Here is the objection that dissolves most conversations about AI before they reach anything useful. The objection runs: all of this is a temporary state of affairs. The models are improving at a remarkable pace. Whatever they get wrong today, a better version will get right tomorrow. The grounding problem, the hallucinations, the confident errors, all of it is just an artefact of an early technology, and waiting for the next generation is the rational strategy. Why build anything, when the tool will soon build it for you?
The answer is that this objection misdiagnoses what is missing, and the misdiagnosis matters because it points every investment in the wrong direction. What a better model improves is capability: fluency, reasoning, breadth, the sophistication of what it can produce from what it is given. What no model can improve, from the outside, is grounding: access to your decisions, your outcomes, your private context, the specific evidence of your specific firm. It was never in the training data and it never will be, because it lives inside your business, most of it unrecorded, and a model trained on the whole of human text still has precisely zero knowledge of the margin on your quiet client.
So consider what actually happens as the models get better while the grounding stays absent. The prose gets more fluent. The reasoning gets more sophisticated. The frameworks get more elegant. And the errors, when the machine is guessing about your firm, get more persuasive, because a more capable model produces a more convincing account of things it still does not know. The kitchen-table memo of the next generation will be better written, better structured, and exactly as blind to the actual client.
A better model with no access to your decisions and outcomes is a better guesser, not a wiser adviser. Capability without grounding scales confidence, not correctness.
The thing improving is not the thing that is broken. Waiting for a more powerful model to fix a grounding problem is waiting for a faster autopilot to fix a blind altimeter. The models will keep getting better. That is exactly why the grounding cannot wait, because every increase in capability, absent grounding, is an increase in the persuasiveness of the mistakes.
The pilot, not the autopilot
If the instruments are blind, the machine cannot save us, however capable it becomes, because its capability is not the thing in short supply. What is in short supply is a firm that can see itself: that captures its decisions and their outcomes, so that judgement, human or machine, has something true to stand on. Building that is the work of the rest of this book, and we will come back to the co-pilot in a later chapter, once it has instruments worth reading, and show what grounded machine judgement can actually do.

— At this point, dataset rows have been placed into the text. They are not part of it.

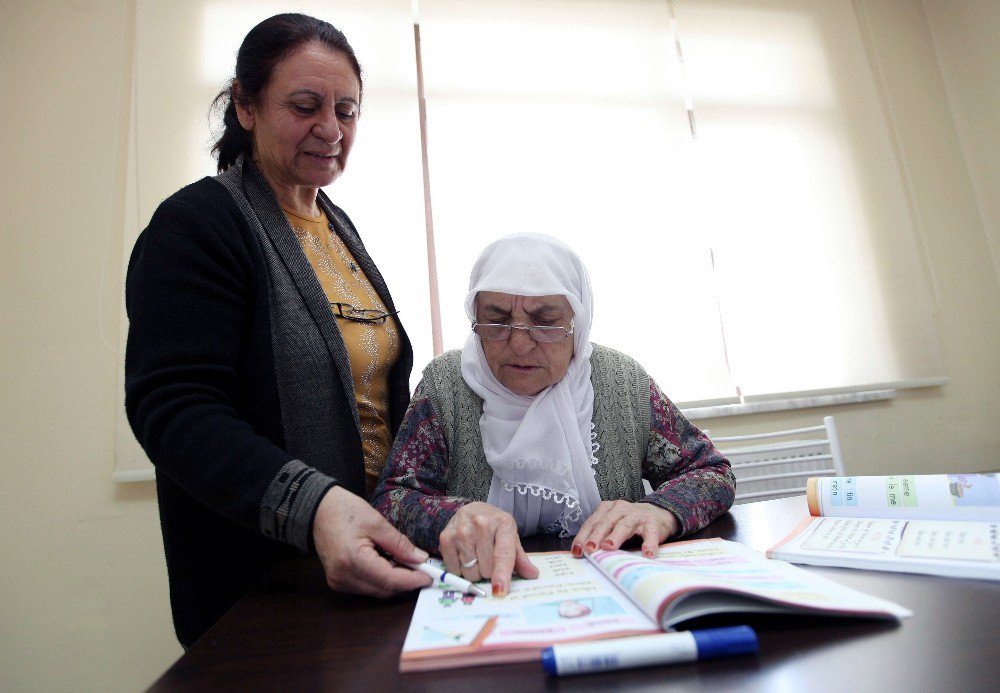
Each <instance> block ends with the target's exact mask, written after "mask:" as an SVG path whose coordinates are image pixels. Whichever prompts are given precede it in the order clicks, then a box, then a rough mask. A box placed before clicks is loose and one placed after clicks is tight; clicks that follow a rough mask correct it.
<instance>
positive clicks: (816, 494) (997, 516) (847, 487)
mask: <svg viewBox="0 0 1000 693" xmlns="http://www.w3.org/2000/svg"><path fill="white" fill-rule="evenodd" d="M806 499H807V501H808V503H809V514H810V515H813V516H816V517H820V516H825V517H864V518H886V519H898V518H907V519H912V520H973V521H993V522H996V521H1000V475H997V474H899V475H891V476H839V477H816V478H810V479H809V480H808V482H807V485H806Z"/></svg>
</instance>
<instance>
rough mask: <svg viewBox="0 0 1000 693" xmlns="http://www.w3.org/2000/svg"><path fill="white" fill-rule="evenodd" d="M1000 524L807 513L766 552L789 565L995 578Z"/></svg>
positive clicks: (771, 556)
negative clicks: (786, 563)
mask: <svg viewBox="0 0 1000 693" xmlns="http://www.w3.org/2000/svg"><path fill="white" fill-rule="evenodd" d="M998 534H1000V523H998V522H970V521H948V520H905V519H894V520H890V519H884V518H858V517H807V518H805V519H804V520H803V521H802V522H801V523H799V525H798V526H797V527H796V528H795V529H794V530H793V531H792V532H791V533H790V534H789V535H788V536H787V537H785V538H784V539H783V540H781V541H780V542H779V543H778V544H776V545H775V546H773V547H771V548H770V549H769V550H768V551H767V555H768V556H769V557H772V558H779V559H782V560H785V561H791V562H792V563H805V564H809V565H821V566H835V567H842V568H860V569H866V570H888V571H893V572H901V573H922V574H926V575H944V576H948V577H960V578H978V579H984V580H1000V539H998Z"/></svg>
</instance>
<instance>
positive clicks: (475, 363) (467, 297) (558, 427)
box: [462, 234, 601, 536]
mask: <svg viewBox="0 0 1000 693" xmlns="http://www.w3.org/2000/svg"><path fill="white" fill-rule="evenodd" d="M480 291H497V292H501V293H507V294H514V295H518V296H552V295H562V296H565V297H566V298H567V300H568V301H569V304H570V306H571V307H572V308H573V316H574V321H575V327H574V334H573V346H574V351H573V358H572V359H571V360H570V362H569V368H568V369H567V371H566V375H565V376H564V377H563V379H562V380H560V381H559V382H558V383H556V384H554V385H551V386H549V387H547V388H545V389H544V390H542V391H541V392H539V393H538V394H537V395H534V396H532V397H525V396H522V395H517V394H515V393H513V392H512V391H510V390H509V389H507V387H505V386H504V385H502V384H501V383H500V381H499V380H497V378H496V376H495V375H494V374H493V372H492V371H491V370H490V367H489V364H487V362H486V356H485V354H484V353H483V347H482V344H481V343H480V340H479V336H478V335H476V334H475V333H474V332H473V333H471V334H470V335H469V338H468V340H466V342H465V348H464V349H463V350H462V377H463V378H464V379H465V382H466V383H467V384H468V385H469V387H470V388H472V390H473V391H474V392H475V393H476V394H478V395H479V396H480V397H482V398H483V415H482V417H481V418H480V419H479V428H480V431H481V432H482V438H483V448H484V450H485V453H486V461H487V462H488V463H489V465H490V467H492V468H493V481H492V483H491V484H490V492H489V497H488V501H489V503H490V504H491V505H494V506H496V507H498V508H500V509H501V510H506V511H507V512H509V513H511V514H512V515H513V516H514V519H515V520H516V521H517V526H518V530H519V531H520V533H521V534H522V535H529V534H534V533H535V532H538V531H539V530H544V529H546V528H553V527H556V526H558V527H559V528H560V529H561V533H562V534H563V535H564V536H566V535H569V534H575V533H576V531H577V530H578V529H579V528H580V525H581V524H582V523H583V520H584V519H586V518H587V517H589V516H590V515H591V513H593V511H594V509H595V508H596V507H597V504H598V503H600V502H601V497H600V493H599V492H598V490H597V483H596V482H595V481H594V469H593V465H594V464H596V463H597V459H596V458H595V457H594V452H596V447H595V444H594V443H593V439H594V434H593V431H592V428H593V425H592V423H591V421H592V419H593V412H594V387H593V385H592V384H591V382H590V354H591V351H592V350H593V347H592V346H591V344H590V326H591V323H592V312H593V300H592V297H591V289H590V277H589V276H588V275H587V269H586V267H584V266H583V263H582V262H581V261H580V258H579V257H577V255H576V253H574V252H573V251H572V250H570V249H569V248H568V247H567V246H566V245H564V244H563V243H561V242H560V241H558V240H556V239H555V238H552V237H550V236H545V235H541V234H515V235H512V236H506V237H504V238H501V239H500V240H498V241H496V242H494V243H492V244H490V245H488V246H487V247H486V249H485V250H483V252H482V254H481V255H480V256H479V259H478V260H477V261H476V264H475V265H473V267H472V274H471V276H470V278H469V294H468V296H466V299H465V312H466V314H467V315H468V316H469V319H470V320H472V321H475V319H476V295H477V294H478V293H479V292H480ZM557 523H558V524H557Z"/></svg>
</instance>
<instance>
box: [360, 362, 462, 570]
mask: <svg viewBox="0 0 1000 693" xmlns="http://www.w3.org/2000/svg"><path fill="white" fill-rule="evenodd" d="M422 385H423V382H422V381H421V383H420V384H419V385H417V389H416V390H415V391H414V393H413V398H412V399H411V400H410V406H409V407H408V408H407V410H406V415H405V416H404V417H403V423H402V424H401V425H400V427H399V432H398V433H397V434H396V442H395V443H394V444H393V446H392V451H391V452H390V453H389V461H388V462H387V463H386V465H385V469H383V470H382V476H381V478H380V479H379V482H378V486H377V487H376V488H375V493H374V495H373V496H372V505H373V506H374V507H375V509H376V510H378V511H379V512H380V513H382V515H384V516H385V518H386V519H387V520H389V522H391V523H392V524H393V525H394V526H395V527H396V528H397V529H398V530H399V531H401V532H403V533H404V534H405V535H406V536H408V537H409V538H410V541H412V542H413V543H414V544H416V545H417V546H419V547H420V548H422V549H424V550H425V551H431V552H434V553H439V551H438V537H439V536H440V534H441V530H443V529H444V527H445V525H447V524H448V521H449V520H450V519H451V516H452V515H454V514H455V512H456V511H457V510H458V509H459V508H461V507H462V506H463V505H465V504H466V503H468V502H469V499H467V498H460V497H457V496H448V495H446V492H447V489H448V441H447V440H446V439H445V436H444V430H443V429H442V427H441V422H440V420H439V418H438V415H437V412H436V411H435V410H434V406H433V405H432V404H431V401H430V399H428V398H427V397H426V396H425V395H424V393H423V388H422Z"/></svg>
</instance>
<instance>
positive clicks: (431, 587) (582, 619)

But first there is a prior question, and the aircraft has been pointing at it all along. We have spent this chapter on the autopilot: what it is, what it can and cannot see, why its confidence is not the same as competence. We have said almost nothing about the pilot. And if the instruments are blind and the autopilot flies on guesses, then the hardest and most human question is not how to improve the machine. It is what it means to fly the plane at all: to lead, to decide, to hold responsibility for a firm you cannot fully see, in an age when a very fluent voice in the cockpit is always ready to tell you, with total composure, exactly where it thinks you are. That is a question about leadership, and it is where we turn next.